There is widespread concern about the influence of human activities on the chemical composition of the earth atmosphere including their effects on human health (WHO, 2006). The processes that control the composition of the atmosphere are still not fully understood or quantified, but it is clear that trace gas emissions are primary drivers of changes in regional air quality. Observed trends of precursor gases that lead to tropospheric ozone and secondary (organic and inorganic) aerosol formation are changing rapidly in Europe and the impact of human activities on trace gas fluxes is expected to increase due to the high rates of population growth, economic development and land-use change. Technological advances have been successful to mitigate air pollutants in some areas and for some compounds. For example, in Western Austria, aromatic VOCs (e.g.
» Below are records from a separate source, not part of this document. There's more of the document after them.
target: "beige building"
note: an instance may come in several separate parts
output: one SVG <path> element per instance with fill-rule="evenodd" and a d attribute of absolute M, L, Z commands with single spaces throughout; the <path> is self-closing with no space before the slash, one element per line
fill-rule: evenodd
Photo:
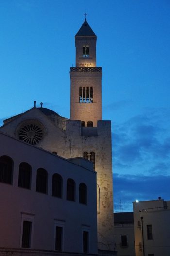
<path fill-rule="evenodd" d="M 0 131 L 65 158 L 92 161 L 97 173 L 98 247 L 113 251 L 111 122 L 102 120 L 102 68 L 96 66 L 97 37 L 86 19 L 75 39 L 70 119 L 34 102 L 28 111 L 4 120 Z"/>
<path fill-rule="evenodd" d="M 0 141 L 0 255 L 97 254 L 92 163 L 1 132 Z"/>
<path fill-rule="evenodd" d="M 169 256 L 170 201 L 133 202 L 136 256 Z"/>
<path fill-rule="evenodd" d="M 135 256 L 133 213 L 114 213 L 114 219 L 117 256 Z"/>

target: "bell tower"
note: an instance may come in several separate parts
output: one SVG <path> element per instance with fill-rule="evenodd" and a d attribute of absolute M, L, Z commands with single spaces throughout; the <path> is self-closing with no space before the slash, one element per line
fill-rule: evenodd
<path fill-rule="evenodd" d="M 86 18 L 75 37 L 76 67 L 71 68 L 70 119 L 84 126 L 102 120 L 102 68 L 96 67 L 97 36 Z"/>

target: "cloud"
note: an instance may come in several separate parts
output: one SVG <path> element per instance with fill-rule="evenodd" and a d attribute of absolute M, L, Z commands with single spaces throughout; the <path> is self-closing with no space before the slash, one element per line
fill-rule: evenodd
<path fill-rule="evenodd" d="M 132 211 L 132 202 L 170 200 L 170 175 L 144 176 L 130 174 L 113 175 L 114 211 Z"/>
<path fill-rule="evenodd" d="M 170 114 L 164 109 L 148 109 L 142 114 L 113 126 L 115 171 L 145 175 L 170 172 Z"/>
<path fill-rule="evenodd" d="M 107 105 L 103 106 L 103 110 L 115 110 L 124 108 L 133 103 L 131 100 L 120 100 L 115 101 Z"/>

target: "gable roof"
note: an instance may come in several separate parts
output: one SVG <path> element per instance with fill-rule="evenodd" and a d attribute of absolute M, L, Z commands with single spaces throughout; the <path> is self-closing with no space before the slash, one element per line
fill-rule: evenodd
<path fill-rule="evenodd" d="M 81 27 L 76 34 L 76 36 L 95 36 L 96 37 L 87 23 L 86 18 L 85 18 L 84 23 L 82 24 Z"/>

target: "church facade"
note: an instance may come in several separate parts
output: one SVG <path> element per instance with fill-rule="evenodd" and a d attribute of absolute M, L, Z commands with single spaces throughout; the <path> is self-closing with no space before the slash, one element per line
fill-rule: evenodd
<path fill-rule="evenodd" d="M 70 119 L 34 106 L 4 121 L 0 131 L 54 155 L 93 162 L 97 172 L 98 248 L 114 251 L 110 121 L 102 120 L 102 68 L 96 66 L 97 37 L 86 19 L 75 37 L 70 68 Z"/>

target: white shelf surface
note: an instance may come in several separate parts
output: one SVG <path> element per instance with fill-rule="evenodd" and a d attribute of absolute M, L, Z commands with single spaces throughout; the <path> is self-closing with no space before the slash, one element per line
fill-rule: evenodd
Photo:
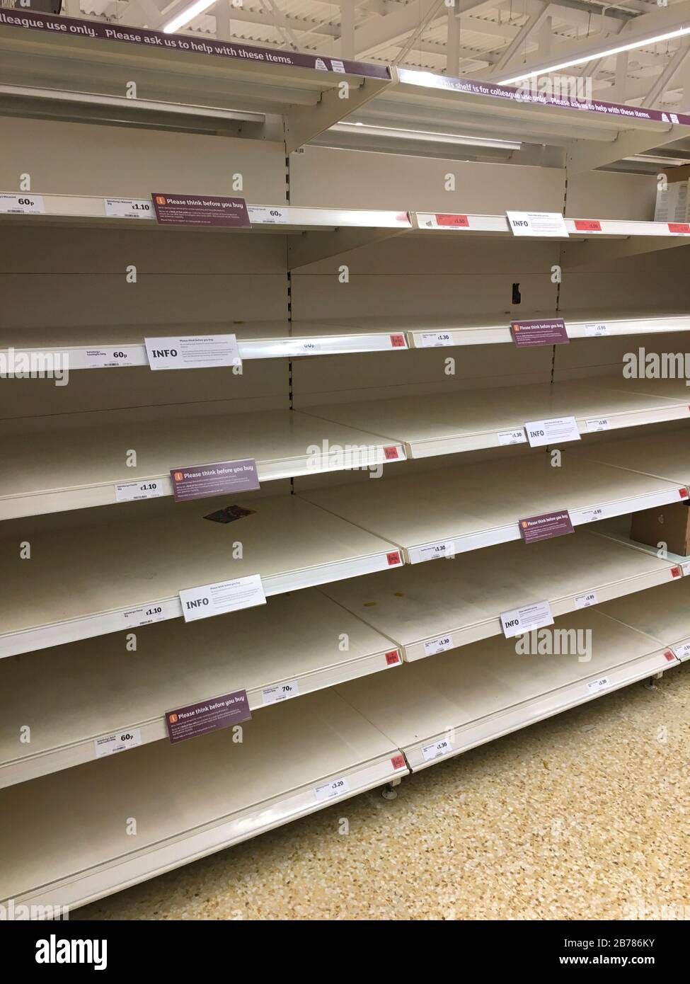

BTEX), CO and aerosols (PM2.5 and PM10), have seen a trend reversal, where immission levels have considerably decreased, despite increasing traffic volume and population growth. Yet, the concentrations of certain compounds, for example nitrogen dioxide (NO2), which is an air toxic and contributes to tropospheric ozone formation have not exhibited such a trend reversal. NOx has many sources in the troposphere, but is believed to be mainly emitted from various combustion sources in urban environments. Emission inventories of stationary and mobile sources are still highly uncertain and often hard to assess. Here, we propose to provide an important novel and complementary aspect for conventional urban air quality management systems by further developing the concept of urban trace gas flux measurements, allowing to provide unique top-down constraints for important urban trace gas emissions in Innsbruck. The project aims at eddy covariance measurements of NO2, NO and CO2, helping to elucidate the magnitude of urban fluxes of these important trace gases. These measurements will be compared with the most commonly used pollutant emission inventories implemented in state of the art air quality models. Deviations between model and measurements will be indicative of unknown or poorly quantified urban sources. A combination of long-term measurements and intensive field campaigns will be used to test bottom-up emission inventories and examine trace gases fueling local ozone production. The goal of the project is to provide essential constraints for air quality models and local air quality decision systems.